Until recently, Michigan has not acted. 

Right now, kratom is completely legal to sell in Michigan with zero regulations. It is now banned in neighboring states of Wisconsin, Indiana and Ohio, and their suffering addicts are driving here to buy it. 

House Bill 5537, introduced by Rep. Cam Cavitt and passed by the House in March, would change that. The bill bans the growth and sale of kratom and its synthetic derivatives in Michigan. It is a straightforward response to a documented public health crisis, and it needs to pass.  

There has already been pushback. The kratom industry has lobbyists and talking points, and they’ve gotten a head start with tactics intended to deceive and confuse.  They argue that kratom helps people manage pain, or that a ban drives users underground. They try to paint a picture of “good kratom” and “bad kratom.”  Meanwhile, “good Kratom” manufacturers are releasing themselves from future class action suits by admitting addictiveness and risk in “terms of use”  fine print buried on their websites.  Even Kratom in totally pure leaf form, not concentrated and without additives, is highly addictive.  

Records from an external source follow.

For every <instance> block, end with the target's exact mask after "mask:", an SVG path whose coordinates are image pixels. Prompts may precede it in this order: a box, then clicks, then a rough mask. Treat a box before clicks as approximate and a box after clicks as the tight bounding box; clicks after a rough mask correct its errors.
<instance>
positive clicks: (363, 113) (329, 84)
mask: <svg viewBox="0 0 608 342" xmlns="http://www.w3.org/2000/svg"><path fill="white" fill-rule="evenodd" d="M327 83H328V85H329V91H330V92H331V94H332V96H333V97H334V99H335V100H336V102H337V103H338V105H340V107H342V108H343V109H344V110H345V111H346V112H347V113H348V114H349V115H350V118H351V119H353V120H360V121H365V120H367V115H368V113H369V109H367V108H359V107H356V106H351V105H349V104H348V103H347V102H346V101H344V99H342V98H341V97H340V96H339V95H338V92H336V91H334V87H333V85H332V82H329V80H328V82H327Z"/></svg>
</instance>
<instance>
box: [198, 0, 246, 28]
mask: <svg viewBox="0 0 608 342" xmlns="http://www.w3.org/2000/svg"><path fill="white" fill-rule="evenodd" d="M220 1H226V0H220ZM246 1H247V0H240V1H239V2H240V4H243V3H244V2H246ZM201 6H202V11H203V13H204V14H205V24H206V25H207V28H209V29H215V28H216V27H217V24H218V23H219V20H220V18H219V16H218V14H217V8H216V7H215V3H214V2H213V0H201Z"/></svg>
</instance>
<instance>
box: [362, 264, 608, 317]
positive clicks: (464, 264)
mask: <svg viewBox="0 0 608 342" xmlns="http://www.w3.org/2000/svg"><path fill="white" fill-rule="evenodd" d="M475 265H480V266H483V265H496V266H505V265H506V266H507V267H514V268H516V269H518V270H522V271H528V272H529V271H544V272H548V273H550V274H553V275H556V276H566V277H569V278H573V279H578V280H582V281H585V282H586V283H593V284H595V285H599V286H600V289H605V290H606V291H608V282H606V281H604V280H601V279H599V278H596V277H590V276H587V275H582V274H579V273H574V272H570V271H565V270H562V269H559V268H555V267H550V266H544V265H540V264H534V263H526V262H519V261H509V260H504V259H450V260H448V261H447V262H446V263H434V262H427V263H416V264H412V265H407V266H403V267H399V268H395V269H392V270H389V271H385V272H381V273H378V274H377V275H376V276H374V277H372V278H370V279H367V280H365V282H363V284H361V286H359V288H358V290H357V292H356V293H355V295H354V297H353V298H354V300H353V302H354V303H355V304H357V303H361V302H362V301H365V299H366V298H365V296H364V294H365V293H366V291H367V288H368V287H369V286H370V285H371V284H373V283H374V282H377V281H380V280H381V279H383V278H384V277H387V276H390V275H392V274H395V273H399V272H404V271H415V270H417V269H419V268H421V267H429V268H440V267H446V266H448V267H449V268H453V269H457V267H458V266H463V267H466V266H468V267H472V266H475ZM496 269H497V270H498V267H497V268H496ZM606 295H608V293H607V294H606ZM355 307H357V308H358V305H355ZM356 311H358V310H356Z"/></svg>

My sister’s experience is not unique. Doctors, pharmacists and addiction specialists across Michigan are seeing increasing numbers of patients — often young, often first-time substance users — who became dependent on something they bought at a gas station because it was legal and it sounded safe. By the time many realize what they are dealing with, they are in full withdrawal and have few good treatment pathways, because kratom addiction is something our health systems are just catching up to.  

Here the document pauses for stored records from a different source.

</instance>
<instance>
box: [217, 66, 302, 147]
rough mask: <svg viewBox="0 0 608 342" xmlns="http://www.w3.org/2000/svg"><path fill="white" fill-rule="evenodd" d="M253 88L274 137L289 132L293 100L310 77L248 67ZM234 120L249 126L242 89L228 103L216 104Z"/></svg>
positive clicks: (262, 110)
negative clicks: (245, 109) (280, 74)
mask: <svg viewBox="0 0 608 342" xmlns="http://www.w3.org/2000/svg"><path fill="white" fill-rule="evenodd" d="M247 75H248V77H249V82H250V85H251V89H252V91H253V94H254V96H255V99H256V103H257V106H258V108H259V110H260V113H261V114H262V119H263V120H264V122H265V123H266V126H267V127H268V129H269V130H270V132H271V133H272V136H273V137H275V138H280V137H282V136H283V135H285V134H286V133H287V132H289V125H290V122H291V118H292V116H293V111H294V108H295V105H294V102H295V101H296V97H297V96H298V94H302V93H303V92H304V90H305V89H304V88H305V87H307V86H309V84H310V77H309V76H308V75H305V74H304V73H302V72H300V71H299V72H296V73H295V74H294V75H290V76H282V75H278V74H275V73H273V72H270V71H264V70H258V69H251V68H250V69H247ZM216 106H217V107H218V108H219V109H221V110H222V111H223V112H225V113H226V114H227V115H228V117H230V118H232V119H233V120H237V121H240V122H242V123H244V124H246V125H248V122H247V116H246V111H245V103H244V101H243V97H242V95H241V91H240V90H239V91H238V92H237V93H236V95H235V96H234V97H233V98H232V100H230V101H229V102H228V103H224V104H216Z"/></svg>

Michigan policymakers should not need a personal story to act on this. The science is there. The CDC data is there. The FDA warnings are there. Local municipalities are pulling it from shelves as first responders are overwhelmed.  Eight states have already moved legislation to ban, and many more are moving to ban legislation or enacting emergency administrative orders to pull it from shelves right now.  

But if a personal story helps: a tired postpartum mom — my sister — walked into a gas station and was sold a “natural” energy product, and what she found nearly destroyed her life. Michigan families should not have to keep learning that lesson the hard way.